The ship, which is part of TransOceanic Wind Transport (TOWT), transports organic and biodynamic wines from France to England. It will return across the English Channel with Cornish ales.

TOWT has been operating for five years and believes exporting by sailing boat is economically viable and does not damage the wine.

TOWT’s ships are carbon dioxide-free, in contrast to large container ships that burn fuel.

The founder of TOWT, Guillaume Le Grand, told Decanter.com that it is important for the wines to be stored carefully.

‘We’ve never broken a bottle in five years and we make sure every detail is looked after. They can be strapped with plywood so they don’t move.

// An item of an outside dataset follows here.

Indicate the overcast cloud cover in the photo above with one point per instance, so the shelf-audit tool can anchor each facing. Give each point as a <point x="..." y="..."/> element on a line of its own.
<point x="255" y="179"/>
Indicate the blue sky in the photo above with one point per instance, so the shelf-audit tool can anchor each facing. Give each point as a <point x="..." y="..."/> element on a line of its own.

‘In terms of temperature, the wines are stored in the cargo hold, mostly under the waterline where the temperature is approximately that of the sea, which is cool enough for the wines.’

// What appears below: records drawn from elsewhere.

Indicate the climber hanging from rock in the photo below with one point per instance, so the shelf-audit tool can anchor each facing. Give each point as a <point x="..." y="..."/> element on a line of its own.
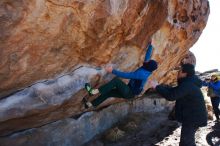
<point x="117" y="88"/>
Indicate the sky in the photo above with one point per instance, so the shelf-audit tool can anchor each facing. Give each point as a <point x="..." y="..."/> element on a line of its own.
<point x="206" y="49"/>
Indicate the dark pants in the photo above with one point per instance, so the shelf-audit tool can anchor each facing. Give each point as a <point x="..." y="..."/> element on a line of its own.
<point x="215" y="103"/>
<point x="114" y="88"/>
<point x="187" y="137"/>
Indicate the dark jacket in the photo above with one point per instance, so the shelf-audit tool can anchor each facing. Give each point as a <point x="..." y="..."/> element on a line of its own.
<point x="190" y="105"/>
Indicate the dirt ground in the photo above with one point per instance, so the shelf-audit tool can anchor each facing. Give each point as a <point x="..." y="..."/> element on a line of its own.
<point x="143" y="129"/>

Le Grand, who has a degree in sustainable development, energy and the environment, said that some people claim transporting wines by sail can alter their taste.

‘Traders noted the long-transported wines had a different taste. They were more rounded.’

He added, ‘The energy of “travelling wines” is also noticeable, which is important to those who believe in biodynamics.’

The produce, transported by ships working with TOWT, is branded with the ‘Transporté à la voile’ sticker that allows purchasers to track the wines on their journey via a unique code.